Juan Luis Jiménez Laredo

  • Evolutionary Algorithms are a set of population based stochastic search techniques able to solve optimisation problems in reasonable time, However, the execution times of EAs can be high for very demanding problems and parallelism arises as an alternative to improve the algorithm performance and to speed up times to solutions.

    In that context, this thesis presents a spatially structured EA able to take full-advantage of the large amount of available resources in P2P platforms. Such an approach defines a decentralised population structure by means of a P2P protocol in which every individual has a limited number of neighbours with the mating choice locally restricted within the P2P neighbourhood. The emergent population structure behaves as a small-world topology and plays an important role in the preservation of the genetic diversity. That way, population sizes can be minimised and execution times improve.
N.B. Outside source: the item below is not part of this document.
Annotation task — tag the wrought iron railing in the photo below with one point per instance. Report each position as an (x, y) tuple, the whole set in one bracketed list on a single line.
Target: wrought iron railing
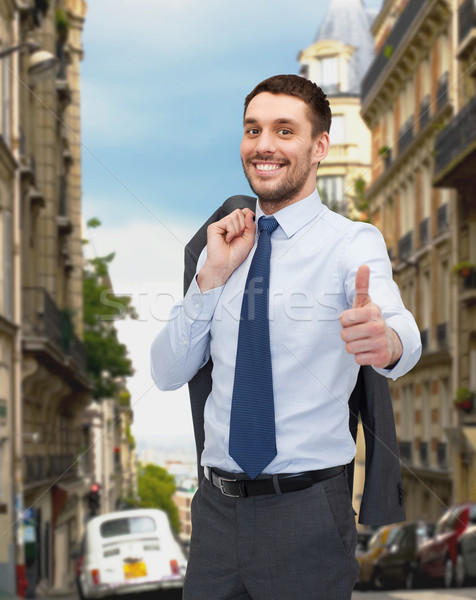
[(406, 135), (442, 222), (424, 453), (424, 232), (424, 111), (62, 61), (406, 450), (442, 335), (405, 246), (441, 455), (466, 18), (456, 137), (442, 91), (42, 318), (469, 281)]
    Nevertheless, there are remaining challenges towards an efficient design of P2P EAs. Questions such as decentralisation (such a computation paradigm is devoid of any central server), scalability (since P2P systems are large-scale networks) or fault tolerance (given that computational resources are added and eliminated dynamically) become of the maximum interest and have to be addressed. Therefore, this thesis focuses on analysing such issues (i.e. decentralisation, scalability and fault-tolerance) in order to conclude the viability of the Peer-to-Peer Evolutionary Computation paradigm.